As a veteran of the United States Army, I distinctly remember the words of our Drill Instructor at the rifle range as we were learning about our assigned weapons, which at the time, was an M-16 rifle, a military version of the AR-15.
The sergeant, speaking plainly and bluntly, told us that this weapon was designed with a singular purpose: to kill people.
As a soldier sworn to defend our nation, my access to that weapon was much more limited than the average non-military person has today, as evidenced by last week's horrific shooting in a Florida High School.
According to police, a legally purchased AR-15 by a 19-year-old was used with a singular purpose: kill as many high school students as possible in as short of period time as possible.

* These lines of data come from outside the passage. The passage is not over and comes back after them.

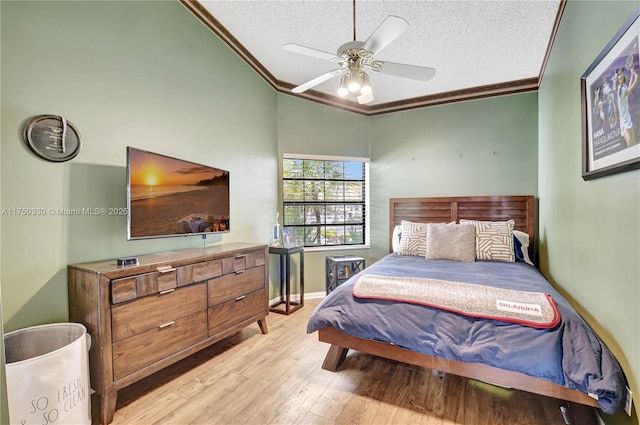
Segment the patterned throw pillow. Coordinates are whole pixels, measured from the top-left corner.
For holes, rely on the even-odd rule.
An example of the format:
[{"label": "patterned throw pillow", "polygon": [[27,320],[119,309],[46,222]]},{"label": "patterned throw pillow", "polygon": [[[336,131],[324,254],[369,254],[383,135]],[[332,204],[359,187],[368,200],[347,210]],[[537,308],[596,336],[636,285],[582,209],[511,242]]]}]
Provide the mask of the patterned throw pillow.
[{"label": "patterned throw pillow", "polygon": [[402,220],[398,254],[424,257],[427,253],[427,223]]},{"label": "patterned throw pillow", "polygon": [[476,226],[476,259],[515,261],[513,252],[513,226],[509,221],[460,220],[460,224]]}]

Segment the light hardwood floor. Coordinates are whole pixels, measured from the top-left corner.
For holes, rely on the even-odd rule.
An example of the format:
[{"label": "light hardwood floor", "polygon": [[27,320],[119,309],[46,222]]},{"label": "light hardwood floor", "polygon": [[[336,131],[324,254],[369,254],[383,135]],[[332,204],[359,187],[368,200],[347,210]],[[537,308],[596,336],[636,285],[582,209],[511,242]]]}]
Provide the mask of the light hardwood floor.
[{"label": "light hardwood floor", "polygon": [[306,333],[318,300],[191,356],[118,394],[113,425],[562,425],[556,402],[350,351],[321,369],[328,345]]}]

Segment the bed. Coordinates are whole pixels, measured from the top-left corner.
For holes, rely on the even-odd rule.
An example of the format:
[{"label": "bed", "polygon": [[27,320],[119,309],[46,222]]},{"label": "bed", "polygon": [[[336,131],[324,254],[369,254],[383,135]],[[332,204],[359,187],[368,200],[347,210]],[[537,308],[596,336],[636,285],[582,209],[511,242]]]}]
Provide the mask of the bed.
[{"label": "bed", "polygon": [[[534,218],[532,196],[391,199],[391,253],[330,293],[309,320],[307,331],[317,331],[320,341],[331,344],[323,368],[337,371],[348,350],[353,349],[555,398],[568,423],[592,423],[593,408],[621,412],[626,380],[618,362],[562,295],[529,264],[534,258]],[[520,238],[514,238],[509,248],[521,251],[520,255],[513,252],[516,261],[497,261],[491,256],[482,261],[451,261],[441,259],[450,254],[433,255],[438,247],[436,230],[468,230],[471,225],[476,226],[475,237],[479,238],[481,228],[477,226],[487,222],[510,223],[509,231]],[[398,226],[404,225],[405,237],[407,226],[418,223],[432,232],[426,234],[427,257],[432,259],[425,259],[424,253],[407,255],[407,241],[405,252],[401,250],[404,255],[394,253]],[[445,227],[458,223],[467,226]],[[474,239],[476,258],[485,254],[477,251],[483,242]],[[548,325],[527,325],[468,314],[422,299],[361,294],[364,284],[374,278],[389,284],[415,280],[418,284],[480,285],[495,291],[526,287],[523,292],[548,294],[559,317]]]}]

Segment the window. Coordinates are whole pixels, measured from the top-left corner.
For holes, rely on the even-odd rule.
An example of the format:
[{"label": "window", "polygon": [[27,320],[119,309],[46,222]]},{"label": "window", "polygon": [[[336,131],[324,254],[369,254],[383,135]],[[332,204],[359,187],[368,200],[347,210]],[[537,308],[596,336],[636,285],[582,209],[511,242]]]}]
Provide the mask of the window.
[{"label": "window", "polygon": [[283,226],[298,245],[368,244],[368,169],[363,158],[283,157]]}]

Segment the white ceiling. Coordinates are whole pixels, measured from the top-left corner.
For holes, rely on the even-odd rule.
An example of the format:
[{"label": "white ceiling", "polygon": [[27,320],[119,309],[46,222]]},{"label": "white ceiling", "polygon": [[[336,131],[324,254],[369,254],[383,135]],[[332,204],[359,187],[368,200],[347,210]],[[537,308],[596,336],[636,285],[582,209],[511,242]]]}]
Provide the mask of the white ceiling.
[{"label": "white ceiling", "polygon": [[[282,92],[337,68],[284,51],[283,44],[335,54],[353,41],[352,0],[182,1]],[[564,0],[357,0],[359,41],[389,15],[410,25],[375,59],[433,67],[435,77],[421,82],[371,72],[375,100],[366,106],[337,96],[339,78],[302,97],[380,113],[536,90],[563,8]]]}]

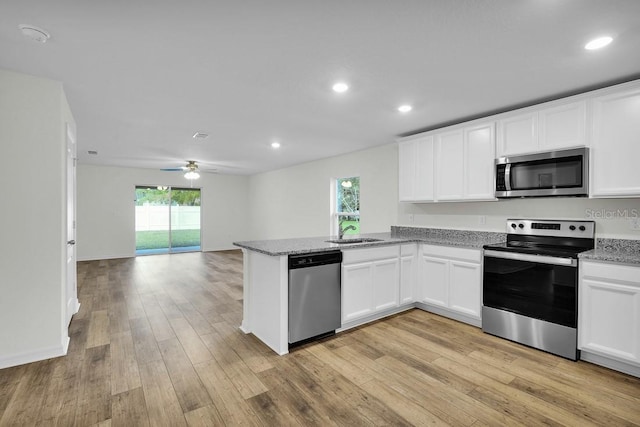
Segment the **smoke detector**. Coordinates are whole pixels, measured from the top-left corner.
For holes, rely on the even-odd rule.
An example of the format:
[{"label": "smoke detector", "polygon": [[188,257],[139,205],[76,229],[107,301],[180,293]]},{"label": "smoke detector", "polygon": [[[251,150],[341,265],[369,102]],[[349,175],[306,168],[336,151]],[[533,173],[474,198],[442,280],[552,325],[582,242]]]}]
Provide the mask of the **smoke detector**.
[{"label": "smoke detector", "polygon": [[29,37],[31,40],[35,40],[38,43],[46,43],[51,38],[51,35],[42,28],[38,28],[34,25],[20,24],[18,25],[22,34]]}]

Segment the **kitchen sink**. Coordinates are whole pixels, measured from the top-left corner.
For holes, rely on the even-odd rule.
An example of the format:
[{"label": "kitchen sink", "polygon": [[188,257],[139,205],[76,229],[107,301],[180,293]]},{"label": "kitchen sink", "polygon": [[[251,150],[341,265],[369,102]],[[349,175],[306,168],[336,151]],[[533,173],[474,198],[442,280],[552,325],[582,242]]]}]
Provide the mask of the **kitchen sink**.
[{"label": "kitchen sink", "polygon": [[371,242],[381,242],[381,241],[382,239],[366,239],[366,238],[327,240],[327,242],[329,243],[338,243],[338,244],[371,243]]}]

In typical fashion, those who have an ability to stop these types of tragedies didn't call for reasonable discussion or debate, they didn't demand immediate action, no instead they once again sent empty thoughts and prayers.

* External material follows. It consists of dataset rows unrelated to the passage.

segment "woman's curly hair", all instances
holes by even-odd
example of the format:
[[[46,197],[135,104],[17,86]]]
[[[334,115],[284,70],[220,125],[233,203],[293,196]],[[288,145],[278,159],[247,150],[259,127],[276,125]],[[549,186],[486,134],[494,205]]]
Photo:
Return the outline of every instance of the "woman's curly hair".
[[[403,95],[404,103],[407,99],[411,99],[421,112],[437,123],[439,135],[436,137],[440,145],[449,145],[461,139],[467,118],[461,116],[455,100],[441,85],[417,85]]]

How many of our children must die before we as a country do something about our uniquely American penchant to ignore the obvious when it comes to these mass murder shootings.
I see and hear all the arguments. Cars kill more people than guns, but we don't ban the manufacturing of cars. No, but we do limit the speed at which we can legally drive them. We mandate that airbags be installed. We do everything possible to make them as safe as possible.
In the 50's, when one in every one-millionth child was dying in refrigerators they couldn't get out of, we passed the refrigerator safety act to change how refrigerator doors were closed.
In 1982 after seven people died from poisoned pain reliever, we mandated tamper-resistant packaging.
We've banned lawn darts and require glow in the dark safety releases in trunks.
Yet in the past six years starting with Sandy Hook, 138 of children have been killed in school shootings and our leadership continues to ignore the issue.
Consider this: The time for thoughts and prayers has passed and so has the time of partisan bickering, which continues to jeopardize our children's future.
It is time to come up with a sensible policy change that will keep us safe without violating our rights in a free society.
History is watching and so are our children.